Reference numeral 19 represents a rectangular block having front and back faces and a T-shaped groove 19a therebetween, corresponding to the above-mentioned T-shaped top end portion 9d of the spool 9. The spool 9 is connected to the block 19 by having the T-shaped top end portion 9d disposed in the T-shaped groove 19a. The block 19 has a front blocking plate 25 and a back blocking plate 29, which are secured to its front and back faces by a butterfly screw 24 and a bolt 30, respectively.
The front blocking plate 25 is designed so as to be a rotary lever pivoted on the front face of the block.
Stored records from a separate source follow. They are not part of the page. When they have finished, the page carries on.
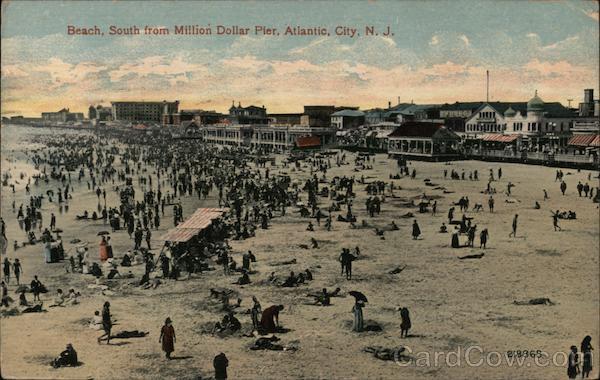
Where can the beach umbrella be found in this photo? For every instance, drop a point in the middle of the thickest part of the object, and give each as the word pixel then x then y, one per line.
pixel 358 296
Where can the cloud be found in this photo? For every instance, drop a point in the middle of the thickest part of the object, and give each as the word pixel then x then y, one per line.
pixel 64 73
pixel 169 69
pixel 593 14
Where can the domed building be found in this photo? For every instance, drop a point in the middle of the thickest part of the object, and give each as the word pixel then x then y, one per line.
pixel 533 125
pixel 535 104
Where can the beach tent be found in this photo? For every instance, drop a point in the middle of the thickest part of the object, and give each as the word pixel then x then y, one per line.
pixel 196 223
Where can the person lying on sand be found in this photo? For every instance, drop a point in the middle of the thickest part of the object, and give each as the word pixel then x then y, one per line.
pixel 397 270
pixel 67 358
pixel 280 263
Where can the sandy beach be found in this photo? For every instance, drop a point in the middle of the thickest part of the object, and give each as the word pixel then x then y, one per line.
pixel 454 304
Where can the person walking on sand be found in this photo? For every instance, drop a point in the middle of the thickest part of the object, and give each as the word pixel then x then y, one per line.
pixel 167 338
pixel 555 221
pixel 563 187
pixel 220 363
pixel 106 323
pixel 483 236
pixel 103 249
pixel 416 230
pixel 36 288
pixel 17 269
pixel 514 226
pixel 256 312
pixel 148 237
pixel 6 269
pixel 586 351
pixel 573 363
pixel 406 324
pixel 358 317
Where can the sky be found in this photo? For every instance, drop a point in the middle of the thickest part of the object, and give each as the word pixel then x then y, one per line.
pixel 439 53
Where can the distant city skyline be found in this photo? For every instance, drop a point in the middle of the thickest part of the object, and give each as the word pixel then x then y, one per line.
pixel 439 53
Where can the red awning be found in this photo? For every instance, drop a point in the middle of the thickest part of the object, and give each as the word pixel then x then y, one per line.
pixel 308 142
pixel 583 140
pixel 496 137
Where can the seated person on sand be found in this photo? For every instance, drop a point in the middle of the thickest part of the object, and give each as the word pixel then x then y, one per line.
pixel 137 258
pixel 59 299
pixel 126 261
pixel 308 275
pixel 96 322
pixel 113 273
pixel 95 270
pixel 269 322
pixel 290 281
pixel 443 228
pixel 23 299
pixel 84 216
pixel 229 324
pixel 323 298
pixel 67 358
pixel 535 301
pixel 244 279
pixel 72 297
pixel 31 239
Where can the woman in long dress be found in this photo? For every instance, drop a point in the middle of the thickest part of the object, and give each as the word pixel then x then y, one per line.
pixel 167 337
pixel 48 251
pixel 103 250
pixel 358 318
pixel 416 230
pixel 586 351
pixel 406 324
pixel 455 243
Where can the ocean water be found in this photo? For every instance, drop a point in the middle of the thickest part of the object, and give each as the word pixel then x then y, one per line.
pixel 15 140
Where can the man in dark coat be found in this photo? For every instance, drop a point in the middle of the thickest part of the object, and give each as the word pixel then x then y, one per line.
pixel 220 363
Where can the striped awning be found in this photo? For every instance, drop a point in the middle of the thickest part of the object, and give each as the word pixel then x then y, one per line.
pixel 198 221
pixel 584 140
pixel 496 137
pixel 181 235
pixel 203 217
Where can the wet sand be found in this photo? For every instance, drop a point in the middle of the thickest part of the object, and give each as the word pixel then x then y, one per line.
pixel 453 303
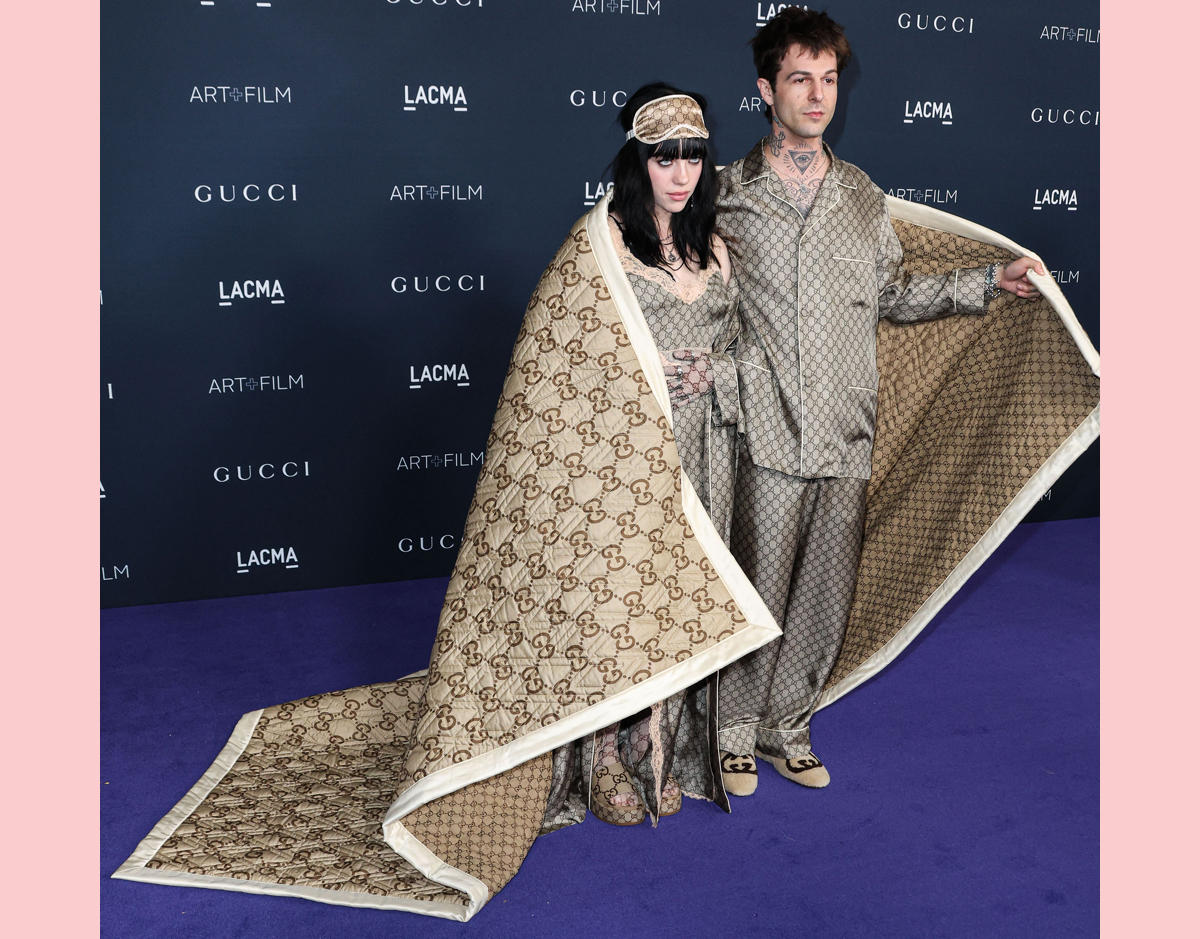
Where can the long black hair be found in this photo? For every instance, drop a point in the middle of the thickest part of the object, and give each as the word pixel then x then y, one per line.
pixel 633 195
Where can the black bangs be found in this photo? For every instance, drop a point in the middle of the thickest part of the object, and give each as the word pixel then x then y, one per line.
pixel 633 193
pixel 681 148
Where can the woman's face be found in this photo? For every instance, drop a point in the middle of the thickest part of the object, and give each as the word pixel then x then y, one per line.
pixel 673 179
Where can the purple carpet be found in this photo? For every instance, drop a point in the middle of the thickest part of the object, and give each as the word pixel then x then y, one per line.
pixel 965 796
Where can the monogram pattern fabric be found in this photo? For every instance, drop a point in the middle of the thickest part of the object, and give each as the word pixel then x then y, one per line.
pixel 579 574
pixel 303 802
pixel 813 291
pixel 667 118
pixel 970 408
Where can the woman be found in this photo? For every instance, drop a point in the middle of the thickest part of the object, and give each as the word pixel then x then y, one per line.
pixel 661 217
pixel 592 586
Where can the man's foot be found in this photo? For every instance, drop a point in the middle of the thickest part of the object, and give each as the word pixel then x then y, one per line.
pixel 739 773
pixel 805 770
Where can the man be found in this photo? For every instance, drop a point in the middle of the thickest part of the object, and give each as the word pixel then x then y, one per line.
pixel 819 265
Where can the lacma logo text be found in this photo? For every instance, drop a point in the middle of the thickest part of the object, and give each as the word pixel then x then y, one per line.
pixel 928 111
pixel 250 291
pixel 766 11
pixel 456 374
pixel 1065 197
pixel 436 95
pixel 265 556
pixel 591 197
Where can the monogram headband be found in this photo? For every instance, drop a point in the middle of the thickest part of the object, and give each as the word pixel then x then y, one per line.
pixel 667 118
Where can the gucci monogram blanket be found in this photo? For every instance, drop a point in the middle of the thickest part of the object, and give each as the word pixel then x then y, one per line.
pixel 592 584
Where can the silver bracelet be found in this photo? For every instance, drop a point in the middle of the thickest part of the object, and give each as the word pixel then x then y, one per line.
pixel 991 288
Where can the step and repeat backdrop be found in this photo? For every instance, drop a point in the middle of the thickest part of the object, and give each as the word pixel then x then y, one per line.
pixel 322 222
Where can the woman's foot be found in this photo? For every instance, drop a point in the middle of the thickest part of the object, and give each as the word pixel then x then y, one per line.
pixel 739 773
pixel 613 797
pixel 672 797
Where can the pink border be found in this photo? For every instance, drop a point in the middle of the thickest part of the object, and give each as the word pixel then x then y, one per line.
pixel 49 63
pixel 51 374
pixel 1147 624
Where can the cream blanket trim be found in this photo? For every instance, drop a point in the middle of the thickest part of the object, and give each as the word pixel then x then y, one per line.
pixel 135 866
pixel 760 629
pixel 1071 449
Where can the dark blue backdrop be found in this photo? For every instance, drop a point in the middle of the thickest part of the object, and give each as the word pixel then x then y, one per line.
pixel 322 223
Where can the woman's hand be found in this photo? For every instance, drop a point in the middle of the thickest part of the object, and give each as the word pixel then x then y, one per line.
pixel 1014 280
pixel 689 375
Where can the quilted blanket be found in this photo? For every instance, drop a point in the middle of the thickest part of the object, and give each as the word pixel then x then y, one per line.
pixel 592 584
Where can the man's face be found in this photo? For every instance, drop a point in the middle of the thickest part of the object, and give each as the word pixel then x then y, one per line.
pixel 804 93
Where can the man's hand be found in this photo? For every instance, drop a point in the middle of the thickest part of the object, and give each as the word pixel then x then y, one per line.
pixel 1014 280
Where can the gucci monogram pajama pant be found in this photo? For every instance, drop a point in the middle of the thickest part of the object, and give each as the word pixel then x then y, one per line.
pixel 798 540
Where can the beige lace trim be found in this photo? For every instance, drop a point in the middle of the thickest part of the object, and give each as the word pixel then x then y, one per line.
pixel 687 292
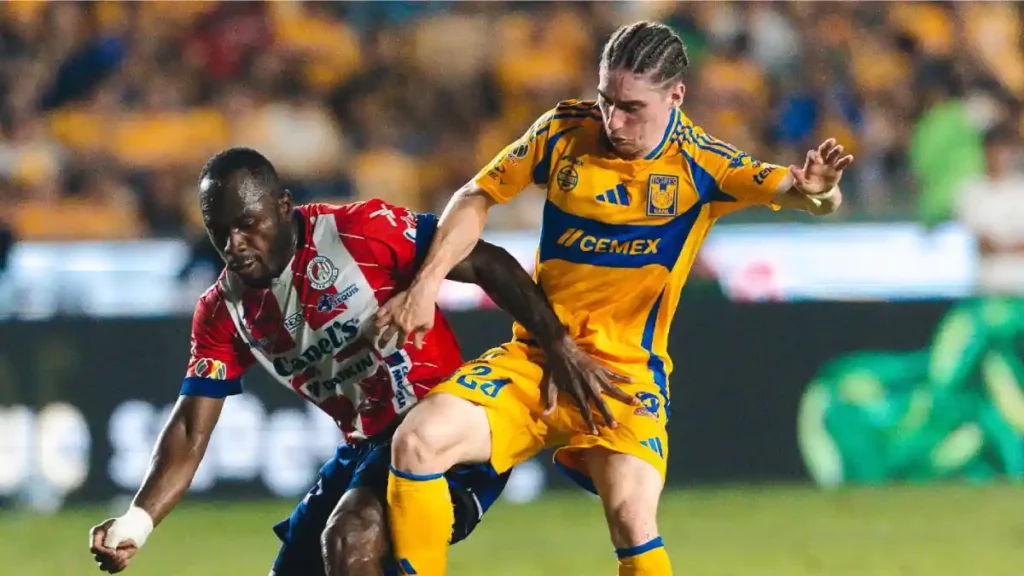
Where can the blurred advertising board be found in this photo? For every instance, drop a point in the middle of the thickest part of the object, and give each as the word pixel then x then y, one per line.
pixel 786 262
pixel 835 393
When this plate 25 is in the vertical state, its lower end comes into contact with the front face of the top end portion of the spool 9. Thus, in this case, the spool 9 is not prevented from detaching from the T-shaped groove 19a. When the plate 25 is in the horizontal state, the spool 9 is removable from the block.
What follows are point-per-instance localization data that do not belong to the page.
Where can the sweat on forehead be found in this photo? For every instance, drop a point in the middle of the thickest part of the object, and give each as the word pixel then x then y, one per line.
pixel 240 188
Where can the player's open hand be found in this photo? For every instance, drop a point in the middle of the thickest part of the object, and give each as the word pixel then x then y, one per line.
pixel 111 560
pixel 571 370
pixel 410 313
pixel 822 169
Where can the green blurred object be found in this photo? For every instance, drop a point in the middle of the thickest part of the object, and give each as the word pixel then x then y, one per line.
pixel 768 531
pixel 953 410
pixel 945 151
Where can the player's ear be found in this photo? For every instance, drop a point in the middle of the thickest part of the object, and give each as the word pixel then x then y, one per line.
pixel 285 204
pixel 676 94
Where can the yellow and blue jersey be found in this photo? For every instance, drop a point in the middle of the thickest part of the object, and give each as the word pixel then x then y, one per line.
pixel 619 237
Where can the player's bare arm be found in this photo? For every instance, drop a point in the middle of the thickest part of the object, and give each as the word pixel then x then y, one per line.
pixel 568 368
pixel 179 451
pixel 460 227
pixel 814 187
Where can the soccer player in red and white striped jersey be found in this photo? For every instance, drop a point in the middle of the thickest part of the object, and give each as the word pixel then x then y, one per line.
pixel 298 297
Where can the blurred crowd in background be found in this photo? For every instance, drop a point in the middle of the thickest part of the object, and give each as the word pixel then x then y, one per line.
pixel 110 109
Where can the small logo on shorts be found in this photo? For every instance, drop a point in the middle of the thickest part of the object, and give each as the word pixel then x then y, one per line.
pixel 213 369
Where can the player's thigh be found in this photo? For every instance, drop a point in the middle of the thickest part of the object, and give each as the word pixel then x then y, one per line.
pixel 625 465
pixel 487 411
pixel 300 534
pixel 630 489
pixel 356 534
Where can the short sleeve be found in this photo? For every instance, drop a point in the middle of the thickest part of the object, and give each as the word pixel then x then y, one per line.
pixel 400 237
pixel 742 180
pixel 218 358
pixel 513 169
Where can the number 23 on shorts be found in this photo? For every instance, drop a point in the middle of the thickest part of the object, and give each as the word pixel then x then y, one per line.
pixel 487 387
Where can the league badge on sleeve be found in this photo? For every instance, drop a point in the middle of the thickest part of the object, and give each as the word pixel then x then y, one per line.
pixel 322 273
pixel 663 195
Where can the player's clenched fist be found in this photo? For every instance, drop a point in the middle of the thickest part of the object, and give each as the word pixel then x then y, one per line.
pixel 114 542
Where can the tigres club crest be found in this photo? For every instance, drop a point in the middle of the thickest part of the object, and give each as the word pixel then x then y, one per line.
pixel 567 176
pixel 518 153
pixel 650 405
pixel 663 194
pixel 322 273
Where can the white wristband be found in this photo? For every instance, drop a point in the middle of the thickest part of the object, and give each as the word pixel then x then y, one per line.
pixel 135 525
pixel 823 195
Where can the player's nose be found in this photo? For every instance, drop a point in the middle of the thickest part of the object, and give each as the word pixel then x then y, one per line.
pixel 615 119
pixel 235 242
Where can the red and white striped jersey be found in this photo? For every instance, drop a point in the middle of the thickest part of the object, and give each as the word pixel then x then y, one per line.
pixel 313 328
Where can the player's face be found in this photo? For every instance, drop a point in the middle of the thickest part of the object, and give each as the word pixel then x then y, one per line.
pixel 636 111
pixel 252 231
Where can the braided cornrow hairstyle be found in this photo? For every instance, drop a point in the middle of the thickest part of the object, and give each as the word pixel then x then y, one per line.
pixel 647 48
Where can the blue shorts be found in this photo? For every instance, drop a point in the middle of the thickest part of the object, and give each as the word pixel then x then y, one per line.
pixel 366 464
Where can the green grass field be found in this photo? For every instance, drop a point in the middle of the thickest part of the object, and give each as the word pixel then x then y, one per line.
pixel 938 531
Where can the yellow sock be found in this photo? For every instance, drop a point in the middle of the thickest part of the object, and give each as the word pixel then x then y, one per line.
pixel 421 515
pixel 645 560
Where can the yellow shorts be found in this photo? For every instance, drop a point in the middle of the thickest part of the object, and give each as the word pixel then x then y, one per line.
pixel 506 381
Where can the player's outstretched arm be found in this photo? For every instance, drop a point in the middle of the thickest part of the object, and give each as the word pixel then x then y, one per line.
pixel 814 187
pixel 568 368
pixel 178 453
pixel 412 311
The back blocking plate 29 has pneumatic passages 29a and 29b to communicate with the corresponding lower and upper pneumatic passages 14a and 14b. O-rings 22 are attached to the positions where the corresponding passages of the cylinder 13 and back blocking plate 29 are connected, so that an air seal effect for sealing the two pneumatic passage lines from each other is obtained.
The lower or forward pneumatic passage line including the lower or forward passages 14a and 29a is connected to the compressed air source 35 through a pipe 31 and ports A of solenoid valves 33 and 34, while the upper or rear pneumatic passage line including the upper or rear passages 14b and 29b is connected to port B of the valve 33 through a pipe 32.
The gas venting arrangement is provided with a hydraulic or pneumatic piston-cylinder apparatus comprising a cylinder 21, secured to a supporting frame 20 which is mounted on the stationary mold half 1, and a piston rod 21a. The piston rod 21a is secured to the block 19 at its lower end. The block 19 has a guiding arm 19d extending horizontally from the back side of the block. The arm 19d has a vertical hole where a guiding rod 28 mounted on the side of the supporting frame 20 is disposed slidably. The arm 19d exerts a guiding action when the spool 9 is raised up or brought down, as described hereinafter.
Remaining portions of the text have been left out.